Los 67 folios del segundo informe de la Fiscalía sobre la investigación de las andanzas personales del rey Juan Carlos nos proporcionan algunas secuencias que son difíciles de comprender si no derrochamos una gran dosis de fantasía e imaginación 'oriental', como si estuviésemos leyendo un cuento de Las mil y una noches. Para no alargar en exceso este escrito me centraré en algunos aspectos que, además de su relevancia penal, tienen unas derivaciones o consecuencias políticas que creo que han obviado los partidos políticos, los medios de comunicación y la opinión pública.
En mi opinión, el acontecimiento estrella de entre toda esta catarata de sucesos inimaginables en una "democracia" con sólidos valores lo ostenta, con notable diferencia, la donación de 100 millones de euros que el rey Abdalá bin Abdelaziz de Arabia Saudí “regala” al rey Juan Carlos de Borbón y Borbón. Este rasgo de generosidad, insólito en las relaciones internacionales, por muy amistosas que sean, merece una explicación verosímil y no una burda e insultante justificación.
La entrega de 100 millones de dólares, transferidos por el Ministerio de Finanzas de Arabia Saudí al rey emérito el 8 de agosto de 2008 a la Banca Mirabaud, es un hecho cierto e incontrovertido que ha acreditado la Fiscalía del Cantón de Ginebra y acepta, sin objeciones, el dictamen de nuestra Fiscalía. Para tratar de soslayar el árido lenguaje burocrático, relataré los hechos en un tono literario parecido al de los cuentos de Las mil y una noches.
Érase una vez un rey árabe, llamado Abdalá, que gobernaba un país de ingentes riquezas. Era famoso por sus alardes de generosidad con los monarcas de otros países, a los que regalaba dinero y otros bienes Sucedió que el rey generoso pensó en construir un tren de alta velocidad entre las dos principales ciudades de su Reino con destino a La Meca, santuario al que acuden los musulmanes de todo el mundo. En un país llamado España, su rey Juan Carlos I conoció el anuncio de este proyecto en el año 2006 y se interesó para que la obra se adjudicase a empresarios de su país. Abdalá, movido, al parecer, por su inmensa magnanimidad, pensó que debía hacer una generosa donación de 100 millones de dólares al rey de España porque, según consta en la documentación del banco receptor, se trataba de un “importe enviado por el rey Abdallah de Arabia Saudí como regalo según la tradición saudí de cara a otras monarquías”.

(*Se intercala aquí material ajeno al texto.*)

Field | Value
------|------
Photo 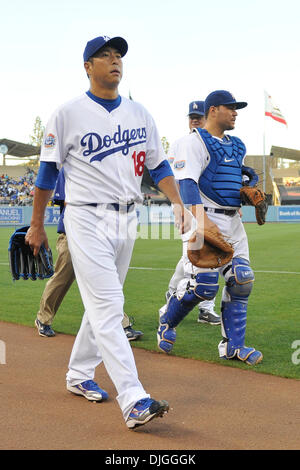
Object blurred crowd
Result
[0,169,36,206]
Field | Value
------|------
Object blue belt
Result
[86,202,134,212]
[204,207,237,217]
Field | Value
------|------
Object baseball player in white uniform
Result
[157,90,263,365]
[26,36,190,428]
[159,101,221,325]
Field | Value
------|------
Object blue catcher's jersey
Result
[197,128,246,207]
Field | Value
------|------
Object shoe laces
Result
[134,398,153,411]
[81,380,99,390]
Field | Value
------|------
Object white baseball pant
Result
[64,204,150,420]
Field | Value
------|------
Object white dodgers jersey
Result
[40,94,166,205]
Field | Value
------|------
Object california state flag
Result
[265,91,287,126]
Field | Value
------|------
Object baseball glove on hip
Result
[8,226,54,281]
[187,229,234,268]
[240,186,268,225]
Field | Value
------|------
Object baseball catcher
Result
[157,90,267,365]
[8,226,54,281]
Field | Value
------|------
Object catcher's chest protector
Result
[198,129,246,207]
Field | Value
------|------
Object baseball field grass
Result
[0,223,300,379]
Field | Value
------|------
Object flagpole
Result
[263,126,266,192]
[263,93,266,193]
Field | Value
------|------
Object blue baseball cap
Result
[204,90,248,112]
[83,36,128,62]
[188,101,204,116]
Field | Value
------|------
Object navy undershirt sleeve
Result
[149,160,174,184]
[35,162,59,189]
[179,178,202,206]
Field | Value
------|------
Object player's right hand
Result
[25,225,49,256]
[173,204,193,234]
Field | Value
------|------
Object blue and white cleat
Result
[34,318,55,338]
[126,398,169,429]
[67,380,108,401]
[157,317,176,353]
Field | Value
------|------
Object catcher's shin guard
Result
[160,272,219,328]
[219,258,262,365]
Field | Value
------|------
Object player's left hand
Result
[173,204,193,234]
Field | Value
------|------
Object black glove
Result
[8,226,54,281]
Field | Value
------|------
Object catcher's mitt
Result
[8,227,54,281]
[187,230,233,268]
[240,186,268,225]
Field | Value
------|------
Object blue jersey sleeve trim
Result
[35,162,58,189]
[149,160,174,184]
[179,179,202,206]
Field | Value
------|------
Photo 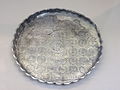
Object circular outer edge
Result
[12,8,103,85]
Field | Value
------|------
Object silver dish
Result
[13,9,102,85]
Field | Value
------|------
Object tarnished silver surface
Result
[13,9,102,84]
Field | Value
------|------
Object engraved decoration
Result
[13,9,102,84]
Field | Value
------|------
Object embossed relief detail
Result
[17,12,99,82]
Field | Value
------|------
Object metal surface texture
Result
[13,9,102,85]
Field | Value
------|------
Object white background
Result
[0,0,120,90]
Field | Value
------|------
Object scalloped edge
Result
[12,8,103,85]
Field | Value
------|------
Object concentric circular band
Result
[13,9,102,85]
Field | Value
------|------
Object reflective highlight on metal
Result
[13,9,102,85]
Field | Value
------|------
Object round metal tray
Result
[13,9,102,85]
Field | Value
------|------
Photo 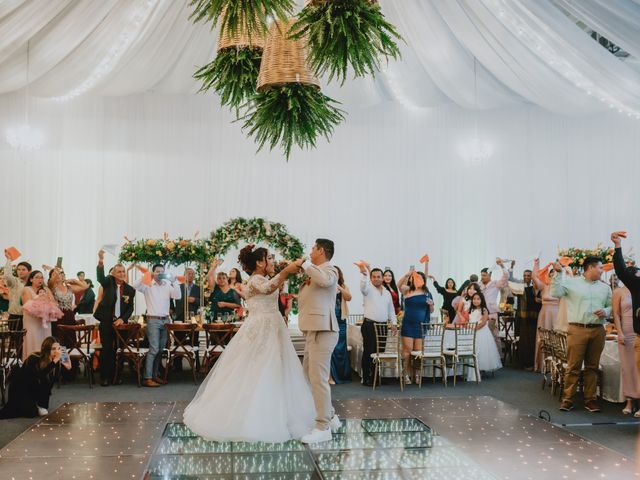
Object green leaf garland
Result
[241,83,344,160]
[291,0,402,85]
[193,47,262,115]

Para que el ambiente oriental adquiera más exotismo, en la cuenta del emérito español aparece una donación de cerca de dos millones de dólares del sultán de Bahréin. El rey agraciado, seducido por la belleza de Scherezade, le entregó la totalidad del dinero recibido a la mujer. ¿Adivinan quién es Scherezade? Aquí se acaba la historia y no le den más vueltas, amables lectores, porque los cuentos, cuentos son. Y como dice el lema de la Orden de la Jarretera: “Que se avergüence quien de esto piense mal”.
Si tenemos en cuenta la fecha en que ocurrieron estos fantásticos acontecimientos, no tiene mucho sentido enredarse en la discusión sobre si pudiera haber un hipotético delito de cohecho pasivo impropio, porque estaría prescrito y además cubierto por el sagrado manto de la inviolabilidad.

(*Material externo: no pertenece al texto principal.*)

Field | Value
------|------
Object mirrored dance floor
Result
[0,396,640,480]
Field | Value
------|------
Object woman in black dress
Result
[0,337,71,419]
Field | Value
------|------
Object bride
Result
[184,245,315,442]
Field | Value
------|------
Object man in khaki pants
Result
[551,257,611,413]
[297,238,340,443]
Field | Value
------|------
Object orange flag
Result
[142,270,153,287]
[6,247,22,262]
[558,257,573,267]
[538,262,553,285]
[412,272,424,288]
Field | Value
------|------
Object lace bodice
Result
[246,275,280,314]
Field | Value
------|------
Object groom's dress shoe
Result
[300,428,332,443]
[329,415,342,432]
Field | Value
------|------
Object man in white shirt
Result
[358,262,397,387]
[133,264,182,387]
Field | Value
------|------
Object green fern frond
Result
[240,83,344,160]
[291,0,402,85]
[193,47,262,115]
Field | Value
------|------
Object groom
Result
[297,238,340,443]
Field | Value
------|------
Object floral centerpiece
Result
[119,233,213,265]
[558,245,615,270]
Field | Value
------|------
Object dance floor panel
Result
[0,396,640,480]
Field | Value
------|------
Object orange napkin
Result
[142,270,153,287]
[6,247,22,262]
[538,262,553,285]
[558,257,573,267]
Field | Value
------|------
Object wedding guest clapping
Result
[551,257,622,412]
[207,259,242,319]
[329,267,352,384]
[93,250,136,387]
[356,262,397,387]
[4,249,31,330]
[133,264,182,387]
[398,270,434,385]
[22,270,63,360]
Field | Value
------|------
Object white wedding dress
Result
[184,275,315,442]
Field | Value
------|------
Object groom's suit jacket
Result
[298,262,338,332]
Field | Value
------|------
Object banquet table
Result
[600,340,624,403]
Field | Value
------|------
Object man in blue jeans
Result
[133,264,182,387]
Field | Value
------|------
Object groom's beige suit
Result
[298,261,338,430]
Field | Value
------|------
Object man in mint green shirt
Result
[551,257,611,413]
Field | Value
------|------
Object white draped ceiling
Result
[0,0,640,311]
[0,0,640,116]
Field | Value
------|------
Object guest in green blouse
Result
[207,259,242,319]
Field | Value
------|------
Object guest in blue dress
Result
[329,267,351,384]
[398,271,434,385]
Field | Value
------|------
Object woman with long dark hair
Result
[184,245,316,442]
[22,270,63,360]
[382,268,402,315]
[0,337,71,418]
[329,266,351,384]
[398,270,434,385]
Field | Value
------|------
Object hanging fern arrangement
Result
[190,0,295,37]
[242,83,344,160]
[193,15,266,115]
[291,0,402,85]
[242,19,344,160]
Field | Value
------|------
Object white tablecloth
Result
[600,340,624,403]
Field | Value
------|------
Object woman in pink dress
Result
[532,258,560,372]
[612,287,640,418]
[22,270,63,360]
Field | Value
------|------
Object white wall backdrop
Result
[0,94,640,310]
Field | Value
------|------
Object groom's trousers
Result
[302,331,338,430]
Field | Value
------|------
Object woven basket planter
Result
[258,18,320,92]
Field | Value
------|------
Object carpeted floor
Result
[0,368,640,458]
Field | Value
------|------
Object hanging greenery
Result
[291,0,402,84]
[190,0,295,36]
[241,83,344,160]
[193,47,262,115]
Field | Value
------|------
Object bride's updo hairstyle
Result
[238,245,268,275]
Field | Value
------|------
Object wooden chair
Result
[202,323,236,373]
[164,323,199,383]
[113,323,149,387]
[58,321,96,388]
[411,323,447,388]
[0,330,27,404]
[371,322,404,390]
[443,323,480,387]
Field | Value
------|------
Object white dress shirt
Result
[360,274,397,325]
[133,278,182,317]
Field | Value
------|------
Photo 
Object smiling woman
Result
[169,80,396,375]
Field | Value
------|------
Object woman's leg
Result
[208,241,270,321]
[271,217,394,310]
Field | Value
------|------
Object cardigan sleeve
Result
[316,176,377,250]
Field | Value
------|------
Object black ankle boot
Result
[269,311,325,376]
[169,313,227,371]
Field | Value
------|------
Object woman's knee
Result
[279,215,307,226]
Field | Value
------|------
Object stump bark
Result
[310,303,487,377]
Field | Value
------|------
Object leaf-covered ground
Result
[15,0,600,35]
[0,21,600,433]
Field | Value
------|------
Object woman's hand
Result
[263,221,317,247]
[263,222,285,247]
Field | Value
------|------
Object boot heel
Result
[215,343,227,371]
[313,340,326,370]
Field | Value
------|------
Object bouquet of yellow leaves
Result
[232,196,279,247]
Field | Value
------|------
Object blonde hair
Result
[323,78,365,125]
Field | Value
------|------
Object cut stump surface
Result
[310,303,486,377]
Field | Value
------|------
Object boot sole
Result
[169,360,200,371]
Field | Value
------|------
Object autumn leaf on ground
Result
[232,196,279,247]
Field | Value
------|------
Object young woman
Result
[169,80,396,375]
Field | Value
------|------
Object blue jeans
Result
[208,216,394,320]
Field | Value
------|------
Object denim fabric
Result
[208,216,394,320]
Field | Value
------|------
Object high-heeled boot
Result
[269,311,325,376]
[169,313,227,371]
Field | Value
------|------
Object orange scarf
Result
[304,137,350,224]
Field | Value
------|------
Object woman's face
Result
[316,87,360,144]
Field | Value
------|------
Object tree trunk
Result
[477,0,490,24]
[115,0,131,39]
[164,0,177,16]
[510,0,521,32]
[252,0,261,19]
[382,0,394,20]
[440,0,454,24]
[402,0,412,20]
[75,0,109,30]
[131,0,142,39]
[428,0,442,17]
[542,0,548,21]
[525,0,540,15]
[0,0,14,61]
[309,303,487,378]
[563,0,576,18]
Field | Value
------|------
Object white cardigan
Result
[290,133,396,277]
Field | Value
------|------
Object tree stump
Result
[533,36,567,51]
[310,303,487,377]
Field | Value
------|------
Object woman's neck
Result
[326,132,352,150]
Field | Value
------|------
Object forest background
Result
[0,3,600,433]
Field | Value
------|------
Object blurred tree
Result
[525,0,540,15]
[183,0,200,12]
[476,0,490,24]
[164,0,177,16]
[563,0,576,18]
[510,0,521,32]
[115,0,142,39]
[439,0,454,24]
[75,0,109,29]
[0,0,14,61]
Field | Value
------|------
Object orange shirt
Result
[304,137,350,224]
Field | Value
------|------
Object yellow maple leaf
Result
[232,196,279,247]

En una sociedad democrática regida por el principio de la soberanía popular, cualquier interpretación que considere que la inviolabilidad permite a la persona del rey cometer toda clase de delitos, me parece pura teología teocrática. Me recuerda a la sentencia del teólogo escolástico Juan Duns Escoto cuando resolvió el dogma de la Purísima concepción con una frase rotunda: Dios pudo, quiso y lo hizo.
En mi opinión, la inviolabilidad absoluta de la persona del rey se basa en una afirmación apodíctica, apoyada exclusivamente en la literalidad de la palabra, sin aportar razonamiento alguno. Lo desmintió el propio beneficiado, el entonces rey Juan Carlos, en el mensaje de Navidad, en un momento en el que se encontraban inmersos en un proceso penal su hija Cristina y su marido Iñaki Urdangarín. Afirmó solemnemente: “Todos somos iguales ante la ley”.